1. Pragmatic Meaning and Cognition – Sophia S.A. Marmaridou
2. Fire and Fury: The Allied Bombing of Germany and Japan - Randall Hansen
3. Cognitive Exploration of Language and Linguistics – René Dirven and Marjolijn Verspoor (Eds.)
4. Age of Static: How TV Explains Modern Britain – Phil Harrison
5. The Secret of Our Success: How Culture is Driving Human Evolution, Domesticating our Species and Making us Smarter – Joseph Henrich
6. Heroic Failure and the British - Stephanie Barczewski
7. Proust and the Squid: The Story and Science of the Reading Brain - Maryanne Wolf
8. Language Soup: A Taste of How Diverse People Around the World Communicate - Kathryn A. T. Knox
9. A Place for everything: The curious History of Alphabetical order – Judith Flanders
10. Contrastive Analysis - Carl James
11. Impossible Languages- Andrea Moro
12. Languages in the World: How History, Culture and Politics Shape Language – Jukie tetel Andresen and Phillip M. Carter
13. HHhH - Laurent Binet (Translated from the French by Sam Taylor)
14. Impoliteness: Using Language to Cause Offense – Jonathan Culpeper
15. Ethosyntax: Explorations in Grammar and Culture – N. J. Enfield (Ed.)
16. Second Language Speech Fluency: From Research to Practice – Parvaneh Tavakoli & Clare Wright.
17. At Day's Close: Night in Times Past – A. Roger Ekirch
18. Language Shock: Understanding the Culture of Conversation – Michael Agar
19. Possessives in English: An Exploration in Cognitive Grammar - John R. Taylor
20. I saw the Dog: How Language Works – Alexandra Aikhenvald.
21. The German War: A Nation under Arms, 1939 – 1945 – Nicholas Stargardt
22. Civilizations – Laurent Binet
23. Adjective Classes: A Cross-linguistic Typology - R. M. W. Dixon & A. Aikhenvald (Eds.)

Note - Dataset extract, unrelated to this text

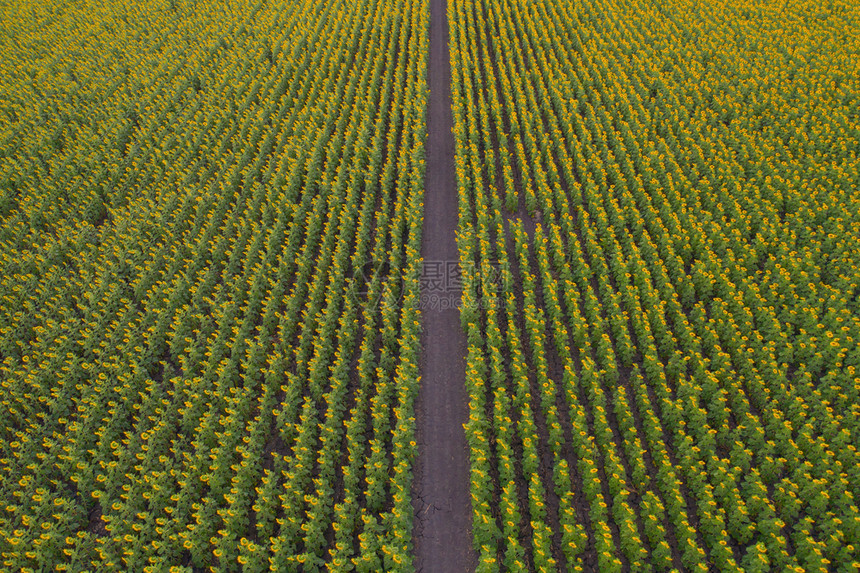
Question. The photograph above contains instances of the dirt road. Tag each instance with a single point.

24. Linguistic Diversity in Space and Time – Johanna Nichols
25. How to behave badly in Elizabethan England - Ruth Goodman
26. In the Land of Invented Languages: Adventures in Linguistic Creativity, Madness and Genius – Arika Okrent
27. Foundation – Isaac Asimov
28. One Man and his Bike – Mike Carter
29. The Phantom Atlas: The Greatest Myths, Lies and Blunders on Maps – Edwards Brooke Hitching
30. Operation Mincemeat – Ben Macintyre
414 pp.
This is the well known story of the titular British deception operation involving the planting of a dead body with a briefcase of secret documents to fool the Germans and distract them from the allied invasion of Sicily in 1943.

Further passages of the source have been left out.